A tear rolls down my cheek and I take a pause to look around. These people, these strangers loved him and I can feel that love standing stand at the podium. It radiates from the seats, filling my chest. His casket lays just behind me and I turn now to look even though it breaks my heart to do so. I'm alone, now. Truly.

When I look back at the audience in front of me, all of the faces seem to run together in shades of black. The last few days have been nothing more than a blur.

I'm wrapped in a thick black sweater, but even that can't warm the chill in my bones. The outdoor funeral had all been my father's idea. It was written out in his will exactly how he wanted it. The sun beats down and the smell of turning leaves fills the air. My father loved the fall.

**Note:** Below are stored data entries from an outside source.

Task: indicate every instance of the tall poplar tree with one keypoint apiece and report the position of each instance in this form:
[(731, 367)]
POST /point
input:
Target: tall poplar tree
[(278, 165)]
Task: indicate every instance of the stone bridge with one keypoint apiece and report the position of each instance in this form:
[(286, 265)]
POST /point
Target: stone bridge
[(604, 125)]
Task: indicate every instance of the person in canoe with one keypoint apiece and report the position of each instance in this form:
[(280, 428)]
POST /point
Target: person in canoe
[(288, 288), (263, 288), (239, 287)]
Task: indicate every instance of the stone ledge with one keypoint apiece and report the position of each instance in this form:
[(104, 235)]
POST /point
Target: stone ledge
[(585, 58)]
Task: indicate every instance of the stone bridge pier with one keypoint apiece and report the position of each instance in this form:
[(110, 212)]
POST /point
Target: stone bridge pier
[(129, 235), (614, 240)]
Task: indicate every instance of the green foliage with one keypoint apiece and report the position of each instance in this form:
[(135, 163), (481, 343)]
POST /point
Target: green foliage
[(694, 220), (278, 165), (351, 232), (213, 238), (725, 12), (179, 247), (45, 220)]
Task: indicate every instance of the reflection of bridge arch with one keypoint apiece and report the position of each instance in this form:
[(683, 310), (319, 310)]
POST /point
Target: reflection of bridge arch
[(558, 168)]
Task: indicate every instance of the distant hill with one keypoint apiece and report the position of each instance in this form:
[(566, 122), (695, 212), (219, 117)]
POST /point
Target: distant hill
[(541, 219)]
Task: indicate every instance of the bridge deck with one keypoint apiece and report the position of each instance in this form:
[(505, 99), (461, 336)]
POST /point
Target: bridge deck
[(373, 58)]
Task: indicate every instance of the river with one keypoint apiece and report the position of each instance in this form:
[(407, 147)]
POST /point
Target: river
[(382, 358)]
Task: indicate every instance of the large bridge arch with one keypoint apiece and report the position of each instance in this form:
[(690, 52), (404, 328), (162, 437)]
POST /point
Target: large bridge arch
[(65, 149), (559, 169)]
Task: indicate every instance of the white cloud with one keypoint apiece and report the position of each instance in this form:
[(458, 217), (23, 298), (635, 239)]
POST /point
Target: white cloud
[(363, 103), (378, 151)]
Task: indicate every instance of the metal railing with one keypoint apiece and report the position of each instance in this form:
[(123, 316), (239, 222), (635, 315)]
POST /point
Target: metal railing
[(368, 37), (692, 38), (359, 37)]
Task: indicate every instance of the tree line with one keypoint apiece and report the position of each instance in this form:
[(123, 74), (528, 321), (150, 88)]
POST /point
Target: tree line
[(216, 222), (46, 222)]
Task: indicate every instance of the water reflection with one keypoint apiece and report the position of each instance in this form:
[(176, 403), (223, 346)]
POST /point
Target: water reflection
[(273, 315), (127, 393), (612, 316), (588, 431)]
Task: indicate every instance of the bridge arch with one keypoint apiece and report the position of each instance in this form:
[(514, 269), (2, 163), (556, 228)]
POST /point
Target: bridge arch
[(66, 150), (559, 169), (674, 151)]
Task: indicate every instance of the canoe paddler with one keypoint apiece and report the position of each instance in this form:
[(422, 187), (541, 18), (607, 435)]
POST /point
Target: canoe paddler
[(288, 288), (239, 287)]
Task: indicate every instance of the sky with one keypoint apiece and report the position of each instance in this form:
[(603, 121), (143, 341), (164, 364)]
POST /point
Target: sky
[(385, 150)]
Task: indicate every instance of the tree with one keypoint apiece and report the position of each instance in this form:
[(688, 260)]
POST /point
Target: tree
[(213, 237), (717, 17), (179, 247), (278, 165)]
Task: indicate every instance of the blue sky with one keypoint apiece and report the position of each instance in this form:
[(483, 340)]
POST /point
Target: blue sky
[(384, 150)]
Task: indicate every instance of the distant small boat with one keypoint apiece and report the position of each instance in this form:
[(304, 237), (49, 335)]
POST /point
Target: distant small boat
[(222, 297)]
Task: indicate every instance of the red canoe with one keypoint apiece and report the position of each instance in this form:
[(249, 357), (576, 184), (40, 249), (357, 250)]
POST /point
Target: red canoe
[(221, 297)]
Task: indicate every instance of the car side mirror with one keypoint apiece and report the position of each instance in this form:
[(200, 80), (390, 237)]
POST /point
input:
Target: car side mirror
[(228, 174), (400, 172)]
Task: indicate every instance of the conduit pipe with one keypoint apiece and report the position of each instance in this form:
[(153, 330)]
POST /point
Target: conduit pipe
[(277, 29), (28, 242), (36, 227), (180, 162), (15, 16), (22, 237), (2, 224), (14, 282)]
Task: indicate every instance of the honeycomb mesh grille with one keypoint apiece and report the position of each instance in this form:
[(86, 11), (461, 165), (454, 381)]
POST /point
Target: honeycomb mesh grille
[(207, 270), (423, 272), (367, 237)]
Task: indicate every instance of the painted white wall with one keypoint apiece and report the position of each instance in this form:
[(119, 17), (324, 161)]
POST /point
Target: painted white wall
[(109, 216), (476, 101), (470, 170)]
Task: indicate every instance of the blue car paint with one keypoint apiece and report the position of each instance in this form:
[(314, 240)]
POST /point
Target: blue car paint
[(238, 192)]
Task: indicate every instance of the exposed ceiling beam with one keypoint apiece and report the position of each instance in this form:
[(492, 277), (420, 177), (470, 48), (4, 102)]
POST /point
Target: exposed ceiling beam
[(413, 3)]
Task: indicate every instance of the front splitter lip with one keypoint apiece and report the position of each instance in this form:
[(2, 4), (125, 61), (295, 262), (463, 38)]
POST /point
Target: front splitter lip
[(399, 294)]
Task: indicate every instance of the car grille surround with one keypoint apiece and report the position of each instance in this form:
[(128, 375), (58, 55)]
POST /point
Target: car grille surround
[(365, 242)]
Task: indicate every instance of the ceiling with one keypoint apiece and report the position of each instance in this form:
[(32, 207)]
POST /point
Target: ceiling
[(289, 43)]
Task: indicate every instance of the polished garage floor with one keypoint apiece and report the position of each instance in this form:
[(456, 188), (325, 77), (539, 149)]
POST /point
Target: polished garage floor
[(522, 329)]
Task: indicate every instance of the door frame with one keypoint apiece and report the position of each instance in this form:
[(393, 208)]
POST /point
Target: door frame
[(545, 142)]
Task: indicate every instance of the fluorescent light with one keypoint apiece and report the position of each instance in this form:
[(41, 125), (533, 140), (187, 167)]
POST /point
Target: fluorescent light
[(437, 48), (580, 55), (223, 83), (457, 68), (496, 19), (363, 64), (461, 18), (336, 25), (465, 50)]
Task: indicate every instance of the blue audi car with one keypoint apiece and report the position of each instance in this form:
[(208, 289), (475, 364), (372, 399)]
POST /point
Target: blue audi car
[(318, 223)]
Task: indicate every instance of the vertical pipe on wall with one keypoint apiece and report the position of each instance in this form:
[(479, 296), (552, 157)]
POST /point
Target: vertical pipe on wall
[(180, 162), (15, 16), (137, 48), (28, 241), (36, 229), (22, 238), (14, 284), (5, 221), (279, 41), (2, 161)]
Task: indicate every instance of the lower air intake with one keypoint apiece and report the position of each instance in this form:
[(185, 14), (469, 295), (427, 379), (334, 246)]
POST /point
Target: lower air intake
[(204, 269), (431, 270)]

It was a heart attack that took my only family from me. It was sudden, unpredictable. Or so the doctors told me. There was no way we could have caught the signs before it turned fatal. More tears fall and dampen the sheet of paper. I'd torn it out of his favorite notebook, the one filled with half baked ideas and strings of phrases that sounded like poetry. I swallow my emotions to make it through the eulogy.

"He was everything to me and vice versa. My father gave me my greatest gift – my love for art in every form. My father was art himself. He had a gifted mind that touched millions and I'm honored to have had him teach me all I know. Joseph Lightfoot will live in the masterpieces he created. He will live in my heart, your hearts, all of us until we join him in his peace." I bow my head and turn for the stairs.

As the next person makes their way to the podium to say their farewell, I make my way down the aisle before the pain in my chest can consume me.

This is it, this is goodbye.

I reach a hand to cover my mouth as the dam bursts and the tears refuse to be staunched any longer. Halfway through the crowd, someone latches onto my wrist and I'm pulled out of the downward spiral by a pair of cerulean eyes staring up from their seat. Clear as the ocean. Deep as it, too.

"Jo," Chris whispers my name and stands, seeing my strength falter. Loss has become second nature, but the familiarity does little to ease the ache.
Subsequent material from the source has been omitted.